Soup can be frozen for meal prepping. This recipe, shared by our in-clinic Naturopath Evie, is great for supporting your immune system during winter with nutrient intake and also great for recovery.
Adding chili flakes or ginger can help to open up the airways with colds. Adding in antimicrobial herbs such as thyme and rosemary are also great to help fight infections.
Garlic has an antimicrobial compound called Allicidin which is created when garlic is grated/chopped and is left to oxidize for around 10 minutes. This compound is heat sensitive – so adding it once you take the soup off the heat is best for its immune boosting properties!

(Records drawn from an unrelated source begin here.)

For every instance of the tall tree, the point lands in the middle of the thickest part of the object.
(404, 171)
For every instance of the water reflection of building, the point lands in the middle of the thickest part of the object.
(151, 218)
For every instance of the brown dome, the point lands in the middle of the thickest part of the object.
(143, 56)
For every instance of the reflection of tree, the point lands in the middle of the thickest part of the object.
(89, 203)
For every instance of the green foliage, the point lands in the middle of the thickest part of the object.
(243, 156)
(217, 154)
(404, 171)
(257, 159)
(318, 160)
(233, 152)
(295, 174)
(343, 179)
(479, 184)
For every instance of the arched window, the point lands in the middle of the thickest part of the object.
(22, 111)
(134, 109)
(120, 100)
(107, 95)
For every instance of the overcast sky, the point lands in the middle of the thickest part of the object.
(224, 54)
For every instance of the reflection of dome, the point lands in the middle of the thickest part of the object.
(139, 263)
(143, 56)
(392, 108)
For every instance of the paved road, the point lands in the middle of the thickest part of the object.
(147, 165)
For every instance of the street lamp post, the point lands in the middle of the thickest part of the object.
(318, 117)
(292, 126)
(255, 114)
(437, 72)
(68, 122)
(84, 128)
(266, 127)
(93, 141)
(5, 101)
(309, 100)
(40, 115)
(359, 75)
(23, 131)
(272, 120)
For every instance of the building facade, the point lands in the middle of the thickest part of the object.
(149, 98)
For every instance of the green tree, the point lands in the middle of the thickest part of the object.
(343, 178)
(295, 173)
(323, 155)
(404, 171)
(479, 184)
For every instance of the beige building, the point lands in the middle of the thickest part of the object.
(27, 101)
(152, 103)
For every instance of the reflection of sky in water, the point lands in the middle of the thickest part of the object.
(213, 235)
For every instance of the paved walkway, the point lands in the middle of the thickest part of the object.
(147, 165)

Naturopath Evie’s Immune Boosting Winter Chicken Soup
- 1 free range/organic roast chicken shredded (if time poor) OR if you have more time and want more health benefits, you can cook a whole organic chicken with bones and use alongside stock
- 2-3 tbsp of extra virgin olive oil
- 4 cloves of garlic – grated and left to sit for 10 mins (to add when serving)
- 1 large onion
- 1-2 carrots diced
- 1-2 cups of chopped celery
- 1 cup of sliced mushrooms
- 1-2 tbsp of grass fed bone broth paste or powder
- Optional: Rosemary, Thyme, Chilli Flakes or Ginger
- Seasonings: salt, pepper, or organic stock cubes
- Chop all ingredients.
- Prepare chicken – whether cooking from scratch or shredding already roasted chicken.
- Fry off onion in large pot on high heat, you can add in some pepper or chilli flakes/spices if you wish.
- Add in carrot and celery and fry off on high heat for a few minutes.
- Add in mushrooms and fry off.
- Cover with boiling water and add in bone broth, stock cubes, herbs and cooked chicken and cover to cook.
- Cook until vegetables are tender and adjust seasoning as needed via tasting.
- Take off heat, add in garlic and enjoy.